Drug manufacturers are reporting positive strides in terms of increasing access to investigational drugs outside clinical trials, according to a Government Accounting Office (GAO) report issued Monday (September 9).
Of the 29 manufacturers interviewed, 23 posted their expanded access policies on their websites; four said they wouldn’t consider expanded access requests. The U.S. Food and Drug Administration (FDA) has been pushing for greater access as long as safety considerations are met, among other factors.
“Questions have been raised in recent years about whether clinical trial eligibility criteria are too narrow and exclude patients who are likely to be treated once a drug is approved, and FDA has historically provided guidance to manufacturers to help them consider the circumstances under which they could broaden these criteria without compromising study results or raising ethical issues,” the GAO report said.
Drug manufacturers also took the opportunity to promote clinical trials themselves. Officials from two drug manufacturers responded to the study and said broader eligibility criteria will allow more patients to access investigational drugs through clinical trial participation. It can also, officials said, help them obtain FDA approval for a drug that extends to a wider range of patients, if the drug is found to be safe and effective.
Further, officials from one of the two manufacturers noted that broader eligibility criteria, such as criteria that include patients with infections, could help streamline the process for conducting clinical trials—for example, by eliminating the need to conduct clinical testing to screen for the presence of infections.

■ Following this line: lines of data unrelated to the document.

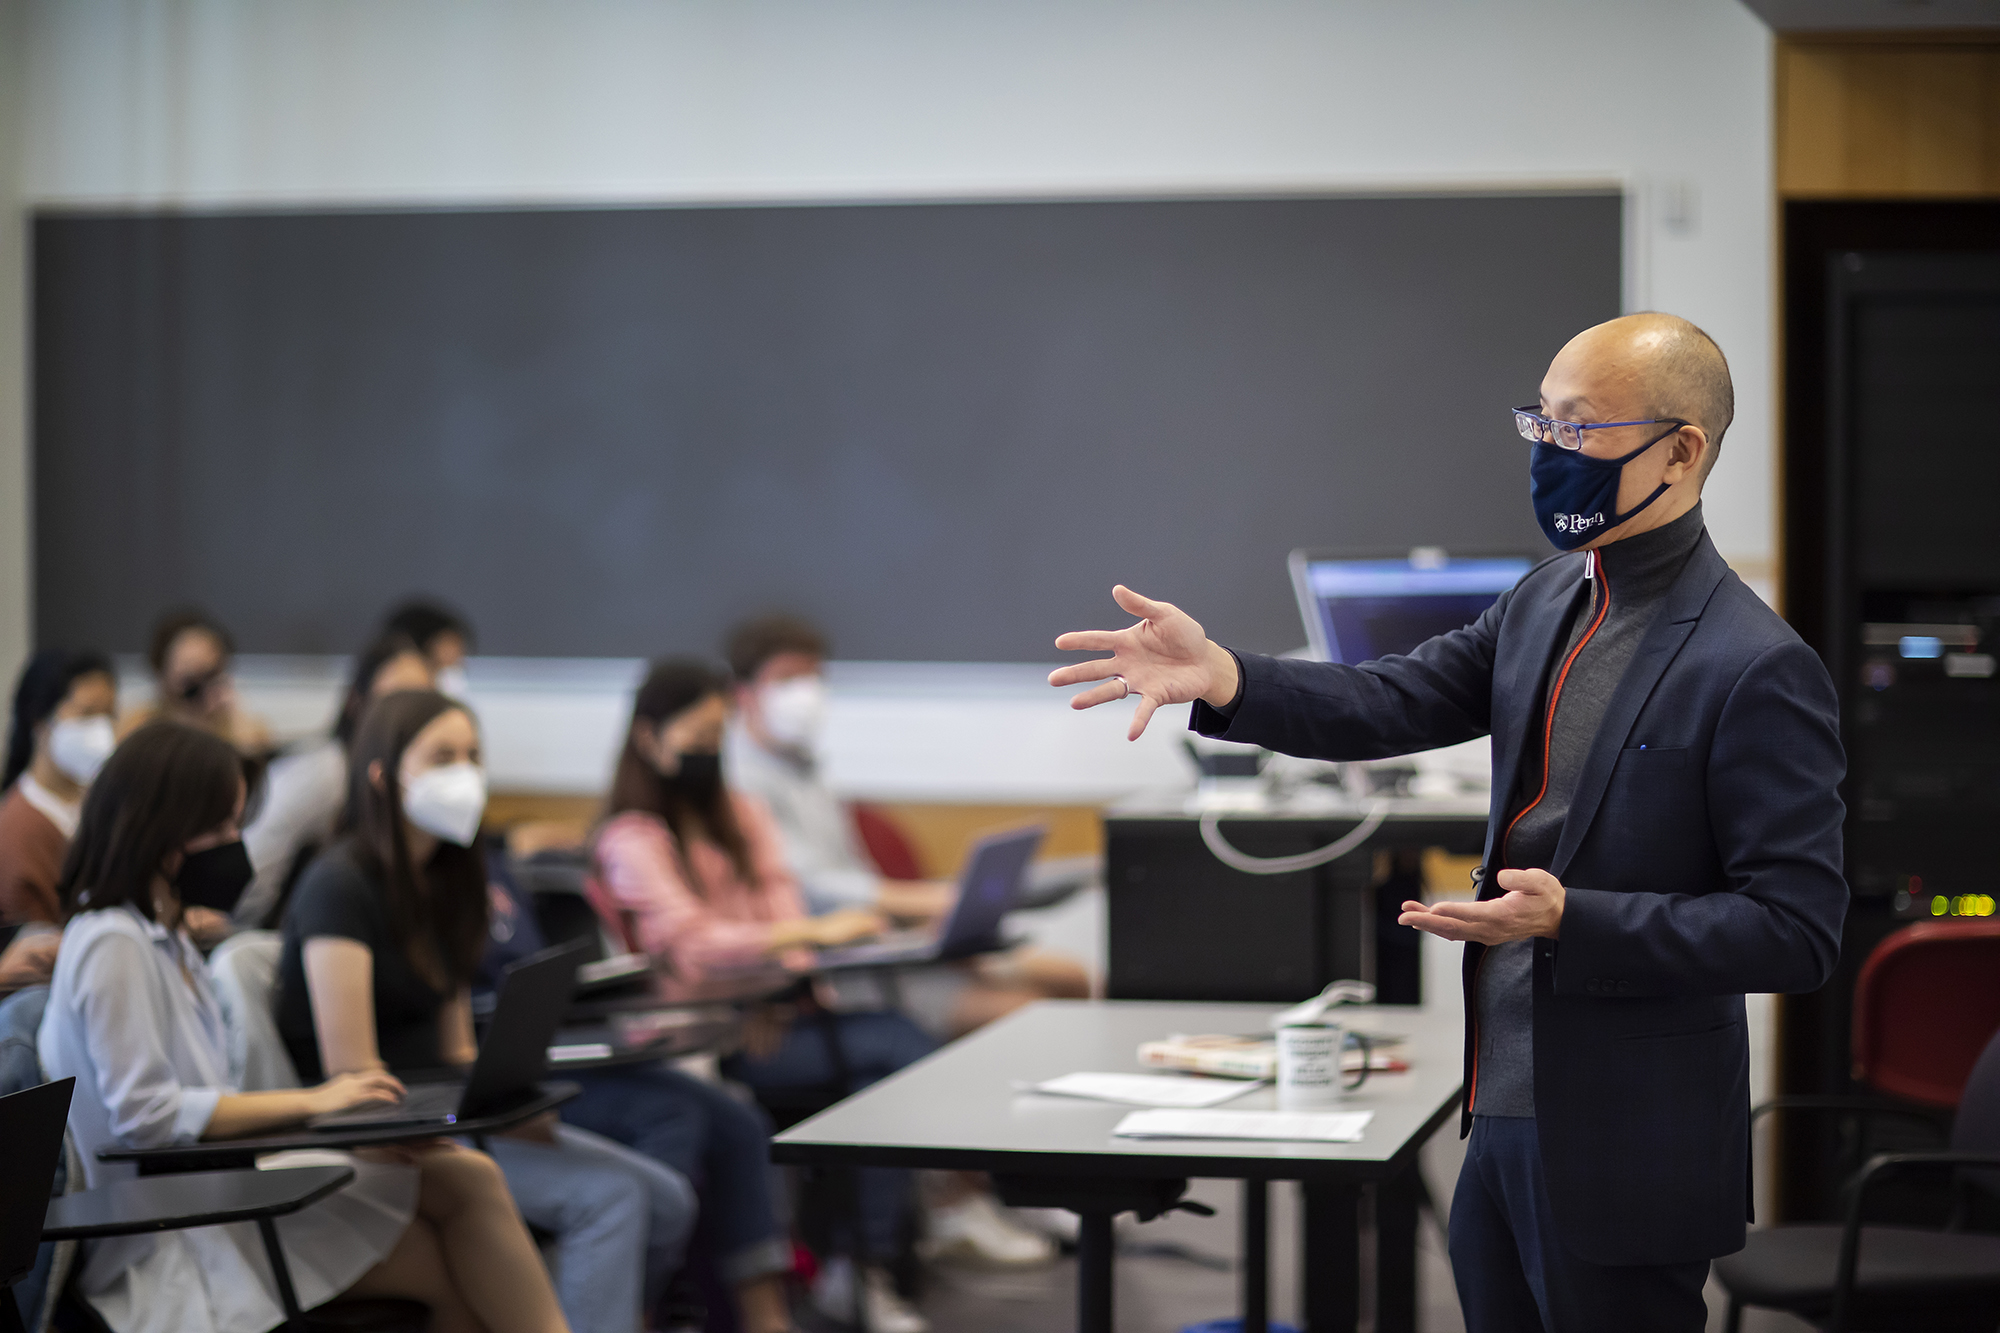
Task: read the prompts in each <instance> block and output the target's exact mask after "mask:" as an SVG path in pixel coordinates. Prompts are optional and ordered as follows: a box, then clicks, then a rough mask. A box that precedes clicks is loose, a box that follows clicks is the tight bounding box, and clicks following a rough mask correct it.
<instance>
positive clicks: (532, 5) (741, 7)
mask: <svg viewBox="0 0 2000 1333" xmlns="http://www.w3.org/2000/svg"><path fill="white" fill-rule="evenodd" d="M12 2H24V4H26V8H28V42H26V48H28V68H30V76H28V120H26V126H28V164H26V192H28V196H30V200H32V202H36V204H82V206H240V204H298V206H306V204H312V206H322V204H390V206H394V204H414V202H424V204H446V202H588V200H604V202H608V200H640V202H644V200H658V202H668V200H808V198H812V200H824V198H996V196H1090V194H1154V192H1174V194H1182V192H1262V190H1378V188H1450V186H1510V184H1516V186H1518V184H1546V182H1622V184H1626V186H1628V190H1630V192H1632V200H1634V208H1632V216H1630V222H1628V232H1630V234H1628V304H1630V306H1634V308H1638V306H1658V308H1668V310H1674V312H1680V314H1686V316H1688V318H1692V320H1696V322H1700V324H1702V326H1706V328H1708V330H1710V332H1712V334H1714V336H1716V338H1718V340H1720V342H1722V346H1724V348H1726V350H1728V352H1730V358H1732V364H1734V368H1736V384H1738V416H1736V426H1734V430H1730V436H1728V444H1726V446H1724V450H1722V460H1720V464H1718V470H1716V474H1714V478H1712V484H1710V488H1708V520H1710V528H1712V530H1714V536H1716V542H1718V546H1720V548H1722V552H1724V554H1726V556H1730V558H1732V562H1736V564H1738V568H1740V570H1742V572H1744V574H1746V576H1752V578H1758V580H1762V578H1764V576H1768V568H1770V558H1772V548H1774V530H1772V326H1770V292H1772V260H1770V226H1772V222H1770V148H1768V144H1770V38H1768V34H1766V30H1764V28H1762V24H1760V22H1758V20H1756V18H1754V16H1752V14H1750V12H1748V10H1744V8H1742V6H1740V4H1738V0H1676V2H1674V4H1660V2H1658V0H1506V2H1504V0H1478V2H1474V0H1402V2H1390V0H1230V2H1228V4H1218V2H1214V0H1202V2H1196V0H952V2H948V4H938V2H936V0H900V2H898V0H846V2H838V4H836V2H830V0H680V2H666V0H178V2H174V0H12ZM4 258H6V256H4V254H0V262H4ZM10 280H12V278H10ZM12 290H14V288H10V286H0V314H4V316H6V318H18V314H16V312H18V294H16V296H10V292H12ZM1532 298H1534V292H1522V300H1532ZM1550 350H1554V348H1550ZM0 360H4V344H0ZM12 362H14V364H18V356H16V358H12ZM1444 372H1446V374H1448V372H1450V370H1448V368H1444ZM4 374H6V368H4V366H0V376H4ZM0 396H6V380H4V378H0ZM6 468H8V454H6V446H4V424H0V488H6V482H8V480H10V474H8V472H6ZM1504 502H1520V500H1518V496H1508V498H1506V500H1504ZM10 504H14V502H12V500H8V502H4V504H0V648H4V644H6V634H8V632H14V634H20V632H22V624H24V618H22V616H24V600H10V598H8V594H6V584H4V580H6V570H8V568H12V566H18V564H22V560H24V554H26V540H28V536H26V522H24V516H22V514H18V512H14V508H10ZM1272 576H1280V574H1278V570H1272ZM224 610H226V608H224ZM1052 717H1060V719H1064V721H1068V719H1070V715H1066V713H1052ZM956 721H958V725H960V729H962V731H966V729H970V733H968V735H972V733H976V735H974V743H968V745H966V747H964V755H966V759H964V761H962V767H964V771H962V773H960V781H958V787H960V789H962V787H964V785H966V783H964V779H966V777H968V775H970V771H972V769H974V767H980V765H986V767H990V765H992V763H1012V765H1020V763H1028V765H1032V767H1040V771H1046V773H1050V775H1056V773H1062V771H1064V769H1062V765H1066V763H1070V759H1072V757H1068V755H1066V751H1064V749H1062V747H1056V749H1050V751H1040V749H1032V745H1030V741H1028V739H1024V737H1022V735H1018V727H1016V723H1018V715H1014V713H1008V711H1006V709H1000V711H994V709H988V707H984V705H980V703H976V699H972V697H968V703H966V709H964V711H960V715H958V719H956ZM1072 735H1074V733H1072ZM912 745H914V741H912ZM1024 747H1030V749H1024ZM1106 763H1110V761H1108V759H1106ZM1118 763H1120V765H1122V763H1124V759H1120V761H1118ZM1114 769H1116V765H1114ZM1106 773H1110V769H1108V771H1106ZM1100 777H1102V775H1100ZM1060 781H1066V779H1056V777H1052V779H1050V783H1052V785H1056V783H1060ZM1106 781H1108V779H1106ZM1100 785H1102V783H1100ZM1052 791H1054V787H1052Z"/></svg>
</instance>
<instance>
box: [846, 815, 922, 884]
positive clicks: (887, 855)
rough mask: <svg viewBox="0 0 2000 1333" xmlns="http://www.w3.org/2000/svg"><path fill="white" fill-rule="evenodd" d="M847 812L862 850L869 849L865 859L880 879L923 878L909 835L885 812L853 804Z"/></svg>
mask: <svg viewBox="0 0 2000 1333" xmlns="http://www.w3.org/2000/svg"><path fill="white" fill-rule="evenodd" d="M848 813H850V815H852V819H854V831H856V833H860V837H862V847H864V849H868V859H870V861H874V863H876V869H878V871H882V879H924V863H922V861H920V859H918V855H916V847H914V845H912V843H910V835H906V833H904V831H902V825H898V823H896V821H894V817H890V813H888V811H884V809H880V807H874V805H868V803H866V801H856V803H854V805H852V807H848Z"/></svg>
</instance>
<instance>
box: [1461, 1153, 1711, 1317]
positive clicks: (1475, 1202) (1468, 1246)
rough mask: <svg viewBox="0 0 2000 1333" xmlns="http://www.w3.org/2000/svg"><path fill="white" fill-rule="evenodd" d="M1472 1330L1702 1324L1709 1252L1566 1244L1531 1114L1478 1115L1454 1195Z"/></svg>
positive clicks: (1464, 1292) (1467, 1301) (1464, 1308)
mask: <svg viewBox="0 0 2000 1333" xmlns="http://www.w3.org/2000/svg"><path fill="white" fill-rule="evenodd" d="M1452 1277H1454V1281H1456V1283H1458V1305H1460V1307H1462V1309H1464V1315H1466V1333H1600V1331H1602V1329H1622V1331H1628V1333H1702V1329H1704V1327H1706V1323H1708V1305H1706V1303H1704V1301H1702V1283H1706V1281H1708V1261H1706V1259H1704V1261H1700V1263H1660V1265H1636V1267H1606V1265H1600V1263H1586V1261H1582V1259H1578V1257H1576V1255H1572V1253H1570V1251H1568V1247H1564V1243H1562V1237H1558V1235H1556V1219H1554V1217H1550V1213H1548V1189H1546V1187H1544V1183H1542V1145H1540V1141H1538V1139H1536V1131H1534V1121H1532V1119H1516V1117H1498V1115H1476V1117H1472V1139H1470V1143H1468V1145H1466V1165H1464V1169H1462V1171H1460V1173H1458V1191H1456V1193H1454V1195H1452Z"/></svg>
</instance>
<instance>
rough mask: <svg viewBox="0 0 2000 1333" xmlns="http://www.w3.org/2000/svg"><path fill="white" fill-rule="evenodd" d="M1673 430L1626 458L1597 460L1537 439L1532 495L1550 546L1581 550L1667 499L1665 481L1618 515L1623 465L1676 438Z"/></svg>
mask: <svg viewBox="0 0 2000 1333" xmlns="http://www.w3.org/2000/svg"><path fill="white" fill-rule="evenodd" d="M1674 430H1680V426H1674ZM1674 430H1668V432H1666V434H1662V436H1654V438H1652V440H1646V442H1644V444H1640V446H1638V448H1634V450H1632V452H1630V454H1626V456H1624V458H1592V456H1590V454H1586V452H1582V450H1580V448H1562V446H1560V444H1548V442H1546V440H1538V442H1536V446H1534V456H1532V458H1530V460H1528V496H1530V498H1532V500H1534V520H1536V522H1540V524H1542V534H1544V536H1548V542H1550V544H1552V546H1554V548H1556V550H1576V548H1578V546H1582V544H1584V542H1588V540H1592V538H1594V536H1598V534H1600V532H1608V530H1610V528H1616V526H1618V524H1620V522H1624V520H1626V518H1630V516H1632V514H1636V512H1638V510H1642V508H1646V506H1648V504H1652V502H1654V500H1658V498H1660V496H1662V494H1666V482H1660V484H1658V486H1654V490H1652V494H1648V496H1646V498H1644V500H1640V502H1638V504H1634V506H1632V508H1628V510H1626V512H1622V514H1618V512H1614V510H1616V506H1618V478H1620V476H1622V474H1624V464H1628V462H1632V460H1634V458H1638V456H1640V454H1644V452H1646V450H1648V448H1652V446H1654V444H1658V442H1660V440H1664V438H1666V436H1668V434H1674Z"/></svg>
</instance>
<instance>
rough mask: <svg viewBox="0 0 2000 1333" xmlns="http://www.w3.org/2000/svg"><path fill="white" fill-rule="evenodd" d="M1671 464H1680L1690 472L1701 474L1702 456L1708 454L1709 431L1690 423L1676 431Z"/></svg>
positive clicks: (1675, 433)
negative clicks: (1694, 425) (1702, 428)
mask: <svg viewBox="0 0 2000 1333" xmlns="http://www.w3.org/2000/svg"><path fill="white" fill-rule="evenodd" d="M1672 450H1674V452H1672V454H1670V456H1668V462H1670V464H1680V466H1682V468H1686V470H1688V472H1694V474H1696V476H1700V472H1702V458H1706V456H1708V432H1706V430H1702V428H1700V426H1694V424H1688V426H1682V428H1680V430H1676V432H1674V444H1672Z"/></svg>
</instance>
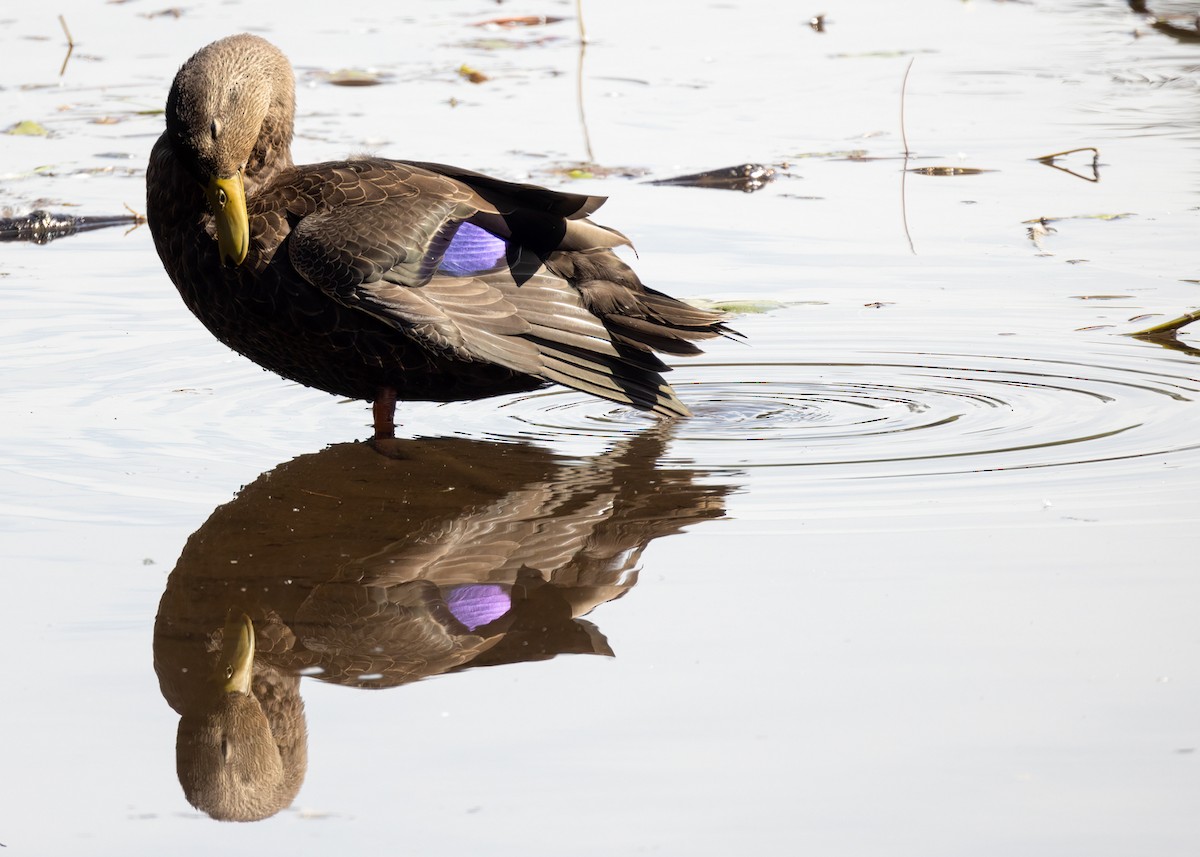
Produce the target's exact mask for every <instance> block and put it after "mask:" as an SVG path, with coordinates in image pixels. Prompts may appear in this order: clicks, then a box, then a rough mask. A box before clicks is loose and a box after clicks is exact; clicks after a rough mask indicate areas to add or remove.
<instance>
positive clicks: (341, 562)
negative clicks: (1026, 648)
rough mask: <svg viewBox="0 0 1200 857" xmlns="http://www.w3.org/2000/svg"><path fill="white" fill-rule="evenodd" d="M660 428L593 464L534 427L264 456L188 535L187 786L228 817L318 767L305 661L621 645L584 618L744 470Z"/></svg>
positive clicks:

Although most drug manufacturers in the review did not report efforts to broaden their eligibility criteria, many noted efforts to address other barriers to clinical trial participation. For example, to address geographic barriers, officials from six of the 10 manufacturers said they help cover costs for patients to travel to clinical trial sites, such as by reimbursing transportation and hotel costs for patients who travel long distances.
In addition, officials from one manufacturer said they completed a pilot clinical trial on diabetes in 2019 that used decentralized trial locations in three states, such as retail health clinics and patients’ homes, to help patients overcome challenges with obtaining transportation to trial sites.
Similarly, within the next two years, another manufacturer is planning to conduct a pilot clinical trial that is fully remote and expects the design to improve patient participation in rural communities.
To address the lack of information about upcoming and ongoing clinical trials that is available and tailored to patients, two manufacturers launched clinical trial registries in 2015 and 2016.